The First World War was also responsible for a new kind of military depiction, through poetry. Hitherto, poetry had been used mostly to glorify or sanctify war. The Charge of the Light Brigade by Alfred, Lord Tennyson, with its galloping hoofbeat rhythm, is a prime late Victorian example of this, though Rudyard Kipling had written a scathing reply, The Last of the Light Brigade, criticising the poverty in which many Light Brigade veterans found themselves in old age. Instead, the new wave of poetry, from the war poets, was written from the point of view of the disenchanted trench soldier.

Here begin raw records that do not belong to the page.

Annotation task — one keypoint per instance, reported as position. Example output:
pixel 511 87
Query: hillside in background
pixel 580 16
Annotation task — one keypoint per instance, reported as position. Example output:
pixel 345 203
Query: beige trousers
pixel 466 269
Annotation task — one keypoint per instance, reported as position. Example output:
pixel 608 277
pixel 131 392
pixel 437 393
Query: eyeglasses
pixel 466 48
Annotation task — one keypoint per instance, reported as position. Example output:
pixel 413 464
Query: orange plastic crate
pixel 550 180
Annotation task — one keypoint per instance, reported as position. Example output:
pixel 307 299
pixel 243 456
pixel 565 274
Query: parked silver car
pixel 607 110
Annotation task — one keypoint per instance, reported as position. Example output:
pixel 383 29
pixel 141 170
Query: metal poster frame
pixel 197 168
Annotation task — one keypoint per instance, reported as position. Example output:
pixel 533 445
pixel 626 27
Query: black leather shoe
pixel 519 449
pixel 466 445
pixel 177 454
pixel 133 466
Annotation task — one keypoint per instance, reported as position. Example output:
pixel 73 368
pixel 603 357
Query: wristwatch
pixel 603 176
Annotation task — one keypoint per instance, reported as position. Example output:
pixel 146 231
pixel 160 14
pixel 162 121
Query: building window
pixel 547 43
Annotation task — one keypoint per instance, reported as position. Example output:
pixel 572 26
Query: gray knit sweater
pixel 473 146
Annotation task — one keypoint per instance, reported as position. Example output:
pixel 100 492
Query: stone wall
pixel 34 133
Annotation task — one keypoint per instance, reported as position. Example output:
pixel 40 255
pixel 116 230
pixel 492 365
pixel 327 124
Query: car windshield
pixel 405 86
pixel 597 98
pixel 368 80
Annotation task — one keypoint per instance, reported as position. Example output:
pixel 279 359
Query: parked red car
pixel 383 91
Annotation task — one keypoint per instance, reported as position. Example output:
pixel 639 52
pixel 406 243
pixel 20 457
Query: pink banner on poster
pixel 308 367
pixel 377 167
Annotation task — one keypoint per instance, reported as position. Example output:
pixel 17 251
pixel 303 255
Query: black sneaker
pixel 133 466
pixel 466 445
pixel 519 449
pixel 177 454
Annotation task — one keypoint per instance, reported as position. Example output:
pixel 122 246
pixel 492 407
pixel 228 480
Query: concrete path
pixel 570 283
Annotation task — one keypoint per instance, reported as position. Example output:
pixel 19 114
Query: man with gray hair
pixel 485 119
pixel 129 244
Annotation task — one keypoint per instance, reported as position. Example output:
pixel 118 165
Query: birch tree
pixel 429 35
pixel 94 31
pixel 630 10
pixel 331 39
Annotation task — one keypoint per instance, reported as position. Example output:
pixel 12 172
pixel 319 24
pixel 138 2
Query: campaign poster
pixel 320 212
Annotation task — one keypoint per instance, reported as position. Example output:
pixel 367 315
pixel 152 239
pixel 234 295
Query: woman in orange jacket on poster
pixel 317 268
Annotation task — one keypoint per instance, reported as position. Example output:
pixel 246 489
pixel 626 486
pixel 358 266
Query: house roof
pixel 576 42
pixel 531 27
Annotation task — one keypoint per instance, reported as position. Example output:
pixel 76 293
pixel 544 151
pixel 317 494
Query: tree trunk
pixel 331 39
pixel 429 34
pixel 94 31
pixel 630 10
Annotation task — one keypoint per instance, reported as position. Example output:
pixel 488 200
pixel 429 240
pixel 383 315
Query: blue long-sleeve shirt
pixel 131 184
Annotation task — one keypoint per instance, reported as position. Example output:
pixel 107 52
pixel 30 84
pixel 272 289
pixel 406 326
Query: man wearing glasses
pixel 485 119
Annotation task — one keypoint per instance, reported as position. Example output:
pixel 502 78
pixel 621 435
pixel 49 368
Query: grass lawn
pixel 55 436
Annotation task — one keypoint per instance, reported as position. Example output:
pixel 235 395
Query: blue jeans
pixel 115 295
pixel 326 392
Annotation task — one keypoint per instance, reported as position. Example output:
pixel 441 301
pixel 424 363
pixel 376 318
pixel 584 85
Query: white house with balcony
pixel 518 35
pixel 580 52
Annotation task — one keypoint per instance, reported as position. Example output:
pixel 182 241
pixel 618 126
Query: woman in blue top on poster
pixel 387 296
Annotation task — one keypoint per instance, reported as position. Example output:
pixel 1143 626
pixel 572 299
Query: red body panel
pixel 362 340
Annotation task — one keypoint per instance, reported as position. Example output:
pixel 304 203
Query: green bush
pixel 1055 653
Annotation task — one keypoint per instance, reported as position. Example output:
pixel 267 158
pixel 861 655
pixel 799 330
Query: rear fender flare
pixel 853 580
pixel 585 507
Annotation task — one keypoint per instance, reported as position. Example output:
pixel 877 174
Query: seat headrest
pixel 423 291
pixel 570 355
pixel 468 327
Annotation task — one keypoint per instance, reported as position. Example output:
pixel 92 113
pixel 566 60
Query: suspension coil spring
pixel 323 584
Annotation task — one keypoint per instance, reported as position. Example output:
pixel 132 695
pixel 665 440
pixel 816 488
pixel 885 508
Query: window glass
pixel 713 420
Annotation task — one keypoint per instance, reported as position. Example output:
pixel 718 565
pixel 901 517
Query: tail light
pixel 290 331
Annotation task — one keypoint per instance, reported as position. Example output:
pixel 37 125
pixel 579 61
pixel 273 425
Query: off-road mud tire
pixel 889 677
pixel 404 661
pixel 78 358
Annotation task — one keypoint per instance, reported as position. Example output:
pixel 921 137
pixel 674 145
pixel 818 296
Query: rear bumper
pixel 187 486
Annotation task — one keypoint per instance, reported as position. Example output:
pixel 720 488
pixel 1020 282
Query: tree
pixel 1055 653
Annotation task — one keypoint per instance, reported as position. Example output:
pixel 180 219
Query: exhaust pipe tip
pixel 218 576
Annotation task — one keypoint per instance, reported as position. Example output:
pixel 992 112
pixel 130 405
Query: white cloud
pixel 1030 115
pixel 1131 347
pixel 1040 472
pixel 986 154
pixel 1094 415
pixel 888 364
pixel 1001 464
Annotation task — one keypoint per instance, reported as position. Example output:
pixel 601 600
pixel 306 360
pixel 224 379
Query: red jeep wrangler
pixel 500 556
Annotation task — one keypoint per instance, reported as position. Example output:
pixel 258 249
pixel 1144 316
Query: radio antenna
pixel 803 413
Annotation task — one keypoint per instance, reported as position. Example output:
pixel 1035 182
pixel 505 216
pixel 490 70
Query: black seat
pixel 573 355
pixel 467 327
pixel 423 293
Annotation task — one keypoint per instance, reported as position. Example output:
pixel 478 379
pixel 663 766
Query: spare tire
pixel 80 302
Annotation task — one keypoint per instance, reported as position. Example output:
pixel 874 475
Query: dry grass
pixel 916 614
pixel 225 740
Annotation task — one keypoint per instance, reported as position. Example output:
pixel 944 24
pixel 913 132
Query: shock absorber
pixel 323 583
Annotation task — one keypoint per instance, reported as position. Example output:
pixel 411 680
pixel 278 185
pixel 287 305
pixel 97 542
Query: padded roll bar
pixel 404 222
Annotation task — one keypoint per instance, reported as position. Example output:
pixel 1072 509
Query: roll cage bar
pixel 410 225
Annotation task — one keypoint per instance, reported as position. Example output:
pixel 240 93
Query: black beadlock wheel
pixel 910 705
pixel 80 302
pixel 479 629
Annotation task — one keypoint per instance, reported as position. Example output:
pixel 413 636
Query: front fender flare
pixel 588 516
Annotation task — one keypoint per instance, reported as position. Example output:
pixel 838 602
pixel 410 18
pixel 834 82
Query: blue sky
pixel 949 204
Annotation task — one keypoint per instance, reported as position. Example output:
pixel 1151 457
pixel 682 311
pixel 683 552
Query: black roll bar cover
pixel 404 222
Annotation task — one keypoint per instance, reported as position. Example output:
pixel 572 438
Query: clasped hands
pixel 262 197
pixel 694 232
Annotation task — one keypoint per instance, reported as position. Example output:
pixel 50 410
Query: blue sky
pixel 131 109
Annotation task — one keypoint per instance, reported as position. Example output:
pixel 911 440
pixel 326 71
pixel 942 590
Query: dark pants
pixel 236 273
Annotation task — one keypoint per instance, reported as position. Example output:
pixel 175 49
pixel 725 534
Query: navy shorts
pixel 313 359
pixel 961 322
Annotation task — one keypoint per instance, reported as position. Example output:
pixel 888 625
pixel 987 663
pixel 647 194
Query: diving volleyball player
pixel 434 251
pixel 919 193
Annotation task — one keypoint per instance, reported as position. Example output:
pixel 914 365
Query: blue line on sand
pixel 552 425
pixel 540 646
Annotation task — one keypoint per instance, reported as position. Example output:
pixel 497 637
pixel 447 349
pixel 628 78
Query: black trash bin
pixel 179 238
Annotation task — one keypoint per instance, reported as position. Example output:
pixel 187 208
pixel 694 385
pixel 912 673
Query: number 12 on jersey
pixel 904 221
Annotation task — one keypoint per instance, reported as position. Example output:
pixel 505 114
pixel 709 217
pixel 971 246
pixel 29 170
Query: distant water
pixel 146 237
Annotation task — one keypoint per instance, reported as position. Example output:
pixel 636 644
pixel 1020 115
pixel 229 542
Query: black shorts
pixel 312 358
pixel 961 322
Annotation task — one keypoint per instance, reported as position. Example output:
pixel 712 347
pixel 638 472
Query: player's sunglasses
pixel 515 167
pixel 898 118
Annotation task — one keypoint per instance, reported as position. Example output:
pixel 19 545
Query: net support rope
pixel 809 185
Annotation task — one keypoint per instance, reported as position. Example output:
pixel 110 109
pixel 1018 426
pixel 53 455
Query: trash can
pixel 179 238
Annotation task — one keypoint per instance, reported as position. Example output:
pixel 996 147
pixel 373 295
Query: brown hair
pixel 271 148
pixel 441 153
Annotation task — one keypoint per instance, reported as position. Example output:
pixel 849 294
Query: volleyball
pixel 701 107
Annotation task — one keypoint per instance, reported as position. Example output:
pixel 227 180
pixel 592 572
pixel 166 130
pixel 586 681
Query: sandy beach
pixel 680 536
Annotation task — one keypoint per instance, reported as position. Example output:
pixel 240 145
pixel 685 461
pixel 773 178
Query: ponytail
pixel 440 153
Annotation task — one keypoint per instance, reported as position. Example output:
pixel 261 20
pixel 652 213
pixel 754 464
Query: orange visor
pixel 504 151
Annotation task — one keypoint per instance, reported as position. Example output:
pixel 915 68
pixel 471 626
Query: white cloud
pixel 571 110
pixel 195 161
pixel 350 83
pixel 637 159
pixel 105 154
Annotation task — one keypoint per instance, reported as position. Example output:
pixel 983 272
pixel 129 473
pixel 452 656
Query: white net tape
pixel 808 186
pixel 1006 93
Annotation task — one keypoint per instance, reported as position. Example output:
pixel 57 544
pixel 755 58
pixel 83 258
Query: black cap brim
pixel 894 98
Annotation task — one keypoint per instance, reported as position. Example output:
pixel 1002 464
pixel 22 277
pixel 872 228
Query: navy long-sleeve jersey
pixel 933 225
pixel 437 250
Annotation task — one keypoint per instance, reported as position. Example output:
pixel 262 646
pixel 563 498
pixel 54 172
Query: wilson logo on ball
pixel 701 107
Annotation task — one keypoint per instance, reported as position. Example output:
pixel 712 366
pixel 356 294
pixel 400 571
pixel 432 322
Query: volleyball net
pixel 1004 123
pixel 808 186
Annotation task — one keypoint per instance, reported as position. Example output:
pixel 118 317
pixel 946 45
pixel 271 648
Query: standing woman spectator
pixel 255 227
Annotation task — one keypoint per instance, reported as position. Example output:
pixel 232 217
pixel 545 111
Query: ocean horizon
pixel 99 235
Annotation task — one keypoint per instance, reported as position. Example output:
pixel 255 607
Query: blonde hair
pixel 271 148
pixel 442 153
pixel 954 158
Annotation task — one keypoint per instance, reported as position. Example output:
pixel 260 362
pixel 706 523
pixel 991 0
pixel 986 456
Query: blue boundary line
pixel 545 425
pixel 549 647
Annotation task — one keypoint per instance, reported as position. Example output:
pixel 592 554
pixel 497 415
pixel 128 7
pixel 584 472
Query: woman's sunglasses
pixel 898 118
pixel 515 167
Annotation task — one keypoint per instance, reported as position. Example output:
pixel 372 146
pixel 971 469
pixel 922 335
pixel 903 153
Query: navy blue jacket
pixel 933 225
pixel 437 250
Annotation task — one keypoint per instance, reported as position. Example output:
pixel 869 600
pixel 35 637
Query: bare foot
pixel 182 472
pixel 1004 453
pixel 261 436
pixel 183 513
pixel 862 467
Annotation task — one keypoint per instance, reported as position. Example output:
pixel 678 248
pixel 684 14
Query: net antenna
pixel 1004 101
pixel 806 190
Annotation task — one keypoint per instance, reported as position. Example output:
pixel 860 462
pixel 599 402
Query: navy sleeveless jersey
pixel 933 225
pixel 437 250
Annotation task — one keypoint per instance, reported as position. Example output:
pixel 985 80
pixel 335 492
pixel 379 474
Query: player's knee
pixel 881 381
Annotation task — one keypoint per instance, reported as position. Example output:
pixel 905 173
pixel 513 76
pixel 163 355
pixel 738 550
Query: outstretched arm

Leading war poets included: Siegfried Sassoon, Wilfred Owen, John McCrae, Rupert Brooke, Isaac Rosenberg and David Jones. A similar movement occurred in literature, producing a slew of novels on both sides of the Atlantic including notably All Quiet on the Western Front and Johnny Got His Gun. The 1963 English stage musical Oh, What a Lovely War! provided a satirical take on World War I, which was released in a cinematic version directed by Richard Attenborough in 1969.

The propaganda war that accompanied World War II invariably depicted the enemy in unflattering terms. Both the Soviet Union and Nazi Germany excelled in producing heroic images, placing their soldiers in a semi-mythical context. Examples of this exist not only in posters but also in the films of Leni Riefenstahl and Sergei Eisenstein.

Alongside this, World War II also inspired films as varied as The Bridge on the River Kwai, The Longest Day, Catch-22, Saving Private Ryan, and The Sea Shall Not Have Them. The next major event, the Korean War inspired a long-running television series M*A*S*H. With the Vietnam War, the tide of balance turned and its films, notably Apocalypse Now, Good Morning, Vietnam, Go Tell the Spartans and Born on the Fourth of July, have tended to contain critical messages.

There's even a nursery rhyme about war, The Grand Old Duke of York, ridiculing a general for his inability to command any further than marching his men up and down a hill. The huge number of songs focusing on war include And the Band Played Waltzing Matilda and Universal Soldier.

Although some groups engaged in combat, such as resistance movements, all refer to themselves using military terminology, notably "Army" or "Front", none have had the structure of a national military to justify the reference, and usually have had to rely on support of outside national militaries.